I can see from reading others’ reviews that there are a lot of big fans of this Powell and Pressburger film, made in black-and-white and telling a wartime story of three people (pilgrims if you will) in Kent, a Women’s Land Army volunteer (Sheila Sim), and two sergeants (the British one played by Dennis Sim, the American by a real Sgt John Sweet). And to be fair by the end there were plenty of positive things to be said about it, but perhaps my own impressions were negatively affected by my first impressions, which are of the kind of British officers you get in contemporary films (and certainly in P&P productions) of clipped RP accents delivered peremptorily and with a fair dollop of condescension, competing for annoyance only with the (non-actor) American sergeant’s incomprehension at all the very British people around him treating him like dirt, until of course they finally relent and show some compassion. The plot, such as it is, revolves around a mysterious local putting glue in women’s hair, though this doesn’t remain a mystery for too long and is all resolved in a jolly and very English sort of understanding way (despite the unexamined underlying weird sexism of the whole thing). But this is a wartime film about people of different backgrounds coming together to learn something about what they are really united for, and if you’re willing to go along with that broadly patriotic premise (albeit executed without too much grandstanding insistence), then it’s a good film. It’s also — and this is perhaps key to my ultimate feeling of positivity towards the film in the end — absolutely gorgeously lit and photographed, with a deep focus and deep shadows, alongside shards of beautiful light punctuating each frame.

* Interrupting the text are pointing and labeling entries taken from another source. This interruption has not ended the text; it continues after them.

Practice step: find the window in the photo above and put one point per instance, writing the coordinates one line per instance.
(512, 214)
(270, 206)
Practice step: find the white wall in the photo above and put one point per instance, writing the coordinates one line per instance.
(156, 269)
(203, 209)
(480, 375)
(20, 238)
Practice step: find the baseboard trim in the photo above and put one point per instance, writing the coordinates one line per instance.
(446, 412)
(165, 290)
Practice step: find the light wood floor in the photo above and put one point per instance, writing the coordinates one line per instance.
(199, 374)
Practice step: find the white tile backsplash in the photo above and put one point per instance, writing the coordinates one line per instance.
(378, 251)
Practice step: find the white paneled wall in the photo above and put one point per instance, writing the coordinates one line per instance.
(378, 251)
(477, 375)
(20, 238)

- When it was a box office failure in the UK, Powell re-edited the film heavily for the American market, dropping a lot of it, but also adding a prologue and epilogue with its American protagonist (Sgt Sweet) and his wife in NYC as he talks about Canterbury, then at the end, with her there, impressing upon her the closure he achieved in visiting. It’s a little heavy-handed, of course, rather eagerly over-explaining using stats why there was an American GI in England in the first place, which is probably why the distributor wanted it added.
- It’s a packed double-disc edition, with a number of featurettes about the film, but one of the key extras that contextualises the feature film within its era is Humphrey Jennings and Stewart McAllister’s short film Listen to Britain (1942), a poetic propaganda film, bold in its use of sound to evoke a sense of a country united in wartime. Of course, it’s a very particular sense of nationality (and watching this on Mubi, I get the sense in their programming that putting this the day after a more recent British short film in which British Pakistani identities are examined is a pointed move), but that doesn’t detract from the artistry. The sound comes from fragments of speech in social settings, from news broadcasts, songs, the sounds of nature and of course the background drone of the warplanes and of industry. It’s all very compelling and beautiful, in its way.
FILM REVIEW: Criterion Collection
Directors/Writers Michael Powell and Emeric Pressburger; Cinematographer Erwin Hillier; Starring Sheila Sim, Dennis Price, John Sweet, Eric Portman; Length 124 minutes.
Seen at home (DVD), London, Tuesday 28 July 2020.